I fail to see a distinction b/w “racist” and “due to racism”. In any case, I feel large parts of society, including major media outlets, already tend towards caution, c. f. the reluctance in calling the President’s “both sides” comment “racist”, instead opting for “racially charged” or “insensitive” or similar.

> There is one party in particular that I think relies on people to believe that their problems are outside of their control, so that maybe they'll outsource the problem solving to the government.

That’s a rather unfair characterization of the Democratic Party. But I find it even more interesting to know why you feel the need to superficially obfuscate who you are talking about?

I’ve also provided two examples above that clearly prove that racism and sexism do exist. If gender-blind hiring doubles the chances of female classical musicians, aren’t they right in pointing the finger at that result and complaining about white men playing life on easy?

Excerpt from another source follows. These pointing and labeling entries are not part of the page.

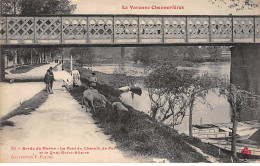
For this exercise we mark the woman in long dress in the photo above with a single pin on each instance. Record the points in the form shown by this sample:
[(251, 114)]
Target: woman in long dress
[(76, 77)]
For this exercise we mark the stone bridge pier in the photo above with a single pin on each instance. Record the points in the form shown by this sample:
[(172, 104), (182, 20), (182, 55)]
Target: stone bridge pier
[(245, 71)]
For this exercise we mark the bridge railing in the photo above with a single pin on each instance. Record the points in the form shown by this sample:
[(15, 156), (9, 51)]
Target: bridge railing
[(128, 29)]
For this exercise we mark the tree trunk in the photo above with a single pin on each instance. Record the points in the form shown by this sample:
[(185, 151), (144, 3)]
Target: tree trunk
[(234, 132), (190, 116), (15, 61), (31, 57)]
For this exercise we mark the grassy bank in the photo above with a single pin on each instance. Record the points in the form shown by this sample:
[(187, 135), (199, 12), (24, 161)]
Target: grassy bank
[(138, 133), (25, 108), (25, 69)]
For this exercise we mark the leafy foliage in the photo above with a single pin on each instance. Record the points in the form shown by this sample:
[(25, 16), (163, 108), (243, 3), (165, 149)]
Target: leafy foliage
[(238, 5), (172, 92), (37, 7)]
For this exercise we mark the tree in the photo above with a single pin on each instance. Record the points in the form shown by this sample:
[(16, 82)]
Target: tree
[(165, 86), (173, 92), (37, 7)]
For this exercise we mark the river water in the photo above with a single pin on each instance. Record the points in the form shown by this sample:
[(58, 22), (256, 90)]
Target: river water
[(201, 115)]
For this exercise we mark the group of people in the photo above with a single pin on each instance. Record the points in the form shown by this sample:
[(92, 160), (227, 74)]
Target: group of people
[(49, 79)]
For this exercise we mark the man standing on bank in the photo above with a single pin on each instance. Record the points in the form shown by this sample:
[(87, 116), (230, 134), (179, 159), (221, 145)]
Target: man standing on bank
[(51, 79), (93, 80)]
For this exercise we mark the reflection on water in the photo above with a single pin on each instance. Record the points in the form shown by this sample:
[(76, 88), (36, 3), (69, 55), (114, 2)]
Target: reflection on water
[(202, 114)]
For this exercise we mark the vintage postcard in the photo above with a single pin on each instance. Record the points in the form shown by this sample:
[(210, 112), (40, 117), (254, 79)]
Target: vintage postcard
[(130, 81)]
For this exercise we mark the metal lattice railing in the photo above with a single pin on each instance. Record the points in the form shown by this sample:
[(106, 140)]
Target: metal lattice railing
[(126, 29)]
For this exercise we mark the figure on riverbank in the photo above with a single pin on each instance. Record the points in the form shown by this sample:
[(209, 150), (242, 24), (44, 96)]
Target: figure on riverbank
[(76, 77), (51, 79), (92, 95), (93, 80), (47, 80)]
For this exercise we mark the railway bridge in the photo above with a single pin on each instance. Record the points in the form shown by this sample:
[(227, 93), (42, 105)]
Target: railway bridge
[(240, 32)]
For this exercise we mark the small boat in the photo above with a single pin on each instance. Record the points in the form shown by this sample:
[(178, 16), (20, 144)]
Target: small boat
[(124, 89), (136, 90), (223, 130)]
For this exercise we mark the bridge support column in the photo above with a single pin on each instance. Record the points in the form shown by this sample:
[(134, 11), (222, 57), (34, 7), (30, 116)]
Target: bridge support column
[(245, 71), (245, 66), (2, 70)]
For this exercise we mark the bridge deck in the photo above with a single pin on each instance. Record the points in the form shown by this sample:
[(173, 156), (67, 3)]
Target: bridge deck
[(128, 30)]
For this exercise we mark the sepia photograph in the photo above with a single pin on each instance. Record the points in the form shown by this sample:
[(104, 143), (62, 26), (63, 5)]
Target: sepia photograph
[(130, 81)]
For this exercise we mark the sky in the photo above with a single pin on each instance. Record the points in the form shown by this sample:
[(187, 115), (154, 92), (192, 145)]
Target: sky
[(191, 7)]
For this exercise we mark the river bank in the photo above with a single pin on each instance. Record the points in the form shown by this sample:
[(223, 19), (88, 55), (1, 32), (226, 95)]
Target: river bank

But apart from such narrow situations, most left-wing advocacy is decidedly altruistic: college students supporting a raising of the minimum wage aren’t doing so for their own benefit. Unless, that is, they are terribly pessimistic about their personal future. Neither are voters and politicians advocating for DREAMERs, who by definition are neither. Nor are Bill Gates, Warren Buffet, Bloomberg, LIN-Manuel Miranda, or any number of billionaires or otherwise successful people advocating on behalf of the less fortunate.

jpmcglone|7 years ago

I obfuscated it because I knew you would pick the right party without me elaborating.

I don't think the left-wing advocacy is altruistic. If it was altruistic, it would promote altruism. It, instead, promotes redistribution of wealth.

Do you think redistribution of wealth is altruistic? How so?